Report by Federico Nanni, University of Bologna.

The first Digital Humanities Summer School, organized by the University of Bern, offered many interesting workshops to complement the main conferences.

In particular, on Friday afternoon Ph.D. student Pascal Föhr, from Basel University, gave a talk focused on the “Historical Sources Criticism in the Digital Age”. It was a really useful opportunity to change subject for a while and to switch the conversation from the analogical sources to the born digital ones.

The researcher explained some important issues that have to be taken into consideration during the archival process of this kind of documents. I will now briefly report on some of the main points of the talk.

First of all it is important to point out that we are dealing with a digital object: made out not exclusively of text but in which also graphs, pictures, dynamic elements, sound and film can be included.

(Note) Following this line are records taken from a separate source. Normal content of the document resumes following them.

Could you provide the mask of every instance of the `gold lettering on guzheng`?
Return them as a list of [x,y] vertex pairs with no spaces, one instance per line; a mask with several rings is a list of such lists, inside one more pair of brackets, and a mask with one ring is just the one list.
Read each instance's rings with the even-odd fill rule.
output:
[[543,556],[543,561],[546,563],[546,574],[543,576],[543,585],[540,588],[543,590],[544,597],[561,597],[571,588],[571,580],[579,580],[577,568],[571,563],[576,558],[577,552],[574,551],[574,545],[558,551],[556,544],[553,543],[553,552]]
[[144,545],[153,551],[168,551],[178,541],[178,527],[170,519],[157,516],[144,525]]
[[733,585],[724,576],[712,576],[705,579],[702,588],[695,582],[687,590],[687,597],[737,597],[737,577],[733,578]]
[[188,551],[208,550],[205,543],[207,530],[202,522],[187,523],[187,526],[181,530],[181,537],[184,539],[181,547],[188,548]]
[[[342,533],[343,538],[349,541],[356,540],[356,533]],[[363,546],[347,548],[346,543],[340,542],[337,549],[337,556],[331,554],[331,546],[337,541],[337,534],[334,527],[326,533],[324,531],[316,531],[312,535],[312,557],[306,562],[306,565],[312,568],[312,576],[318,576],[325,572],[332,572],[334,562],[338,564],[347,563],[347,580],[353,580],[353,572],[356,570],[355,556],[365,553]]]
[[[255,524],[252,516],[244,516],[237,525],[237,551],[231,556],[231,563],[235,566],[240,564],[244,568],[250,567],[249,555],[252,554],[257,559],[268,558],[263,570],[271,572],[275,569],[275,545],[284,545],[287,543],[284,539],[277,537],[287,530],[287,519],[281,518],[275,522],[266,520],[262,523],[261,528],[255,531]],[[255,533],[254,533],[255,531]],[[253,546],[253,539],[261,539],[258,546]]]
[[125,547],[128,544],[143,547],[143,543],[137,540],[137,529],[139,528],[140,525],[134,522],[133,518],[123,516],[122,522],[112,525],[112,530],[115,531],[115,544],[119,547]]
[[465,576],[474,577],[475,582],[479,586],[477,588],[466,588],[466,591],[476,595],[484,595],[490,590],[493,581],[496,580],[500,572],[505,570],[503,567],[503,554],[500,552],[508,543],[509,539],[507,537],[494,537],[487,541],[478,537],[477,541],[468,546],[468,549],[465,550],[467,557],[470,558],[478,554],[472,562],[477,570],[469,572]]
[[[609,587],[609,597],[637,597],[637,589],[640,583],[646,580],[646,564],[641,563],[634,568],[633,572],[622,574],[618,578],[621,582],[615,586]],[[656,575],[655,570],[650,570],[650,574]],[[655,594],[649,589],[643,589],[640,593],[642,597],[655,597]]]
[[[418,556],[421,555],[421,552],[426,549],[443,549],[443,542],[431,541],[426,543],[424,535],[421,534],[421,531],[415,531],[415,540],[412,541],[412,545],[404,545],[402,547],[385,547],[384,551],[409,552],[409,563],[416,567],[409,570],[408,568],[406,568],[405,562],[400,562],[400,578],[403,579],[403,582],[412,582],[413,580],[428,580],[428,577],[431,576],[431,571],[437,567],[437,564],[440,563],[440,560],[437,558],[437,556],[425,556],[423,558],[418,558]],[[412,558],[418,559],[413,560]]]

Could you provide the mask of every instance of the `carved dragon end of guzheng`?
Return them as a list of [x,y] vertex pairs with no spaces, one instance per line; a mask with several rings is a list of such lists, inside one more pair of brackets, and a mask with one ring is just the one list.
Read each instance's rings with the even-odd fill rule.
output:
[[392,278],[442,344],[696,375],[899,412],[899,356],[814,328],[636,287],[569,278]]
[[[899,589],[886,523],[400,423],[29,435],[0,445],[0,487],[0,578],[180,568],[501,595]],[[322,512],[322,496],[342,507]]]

These objects are not only exploited by the common users of the Internet, but they also are the starting point for 75% of all scientific researches performed on the web. In fact, nowadays most academic projects start with a Google search of sources and previous work. Given this situation, there are two main issues that have to be considered concerning the relationship between the users and the born digital objects.

Firstly, preservation of these sources is much more complex compared to analogical ones: in fact, as Pascal underlined, a digital object is made up of 0s and 1s, is machine readable, immaterial and can’t be made material without loss of information. In addition to this, research of these sources has become increasingly challenging due to the big amount of data available.
Therefore, it is important to guarantee accessibility of these documents in time, their integrity (undamaged, unmanipulated) and their autenticity (originality, reliability, plausibility); otherwise the complete verificability of sources, one of the pillars of academic research, will be missing.

Because of my studies – I wrote a Master’s Thesis focused on the preservation of born digital documents published by online newspapers – I completely agree with Pascal’s point of view and I believe that web archiving is one of the most important projects organized by the national libraries from all around the world. In particular, in Italy since 2006 the National Central Library of Florence and the National Central Library of Rome, in collaboration with the “Rinascimento Digitale” foundation started to preserve the Italian World Wide Web; anyway since today there hasn’t been the possibility to explore and consult this heritage.

Another important aspect of born digital documents preservation is the absolute necessity of a continuous improvement of search engine and text analysis tools. In fact, the WWW keeps growing day after day and, as an obvious consequence, the digital archives will grow too. So I think it is really important that us, as digital humanists, continue to focus our researches also on the “semantic web” discussions, both in the theoretical and in the practical area. For digital historians in particular the web will become, year after year, the main important collection of sources and documents concerning the present, so only with better search and text analysis tools we will be able to perform more complete historical researches.

To conclude, I found Pascal’s workshop a really interesting opportunity to point up one of the most recent and challenging issue for digital humanists and to exchange different opinions and discuss possible approaches.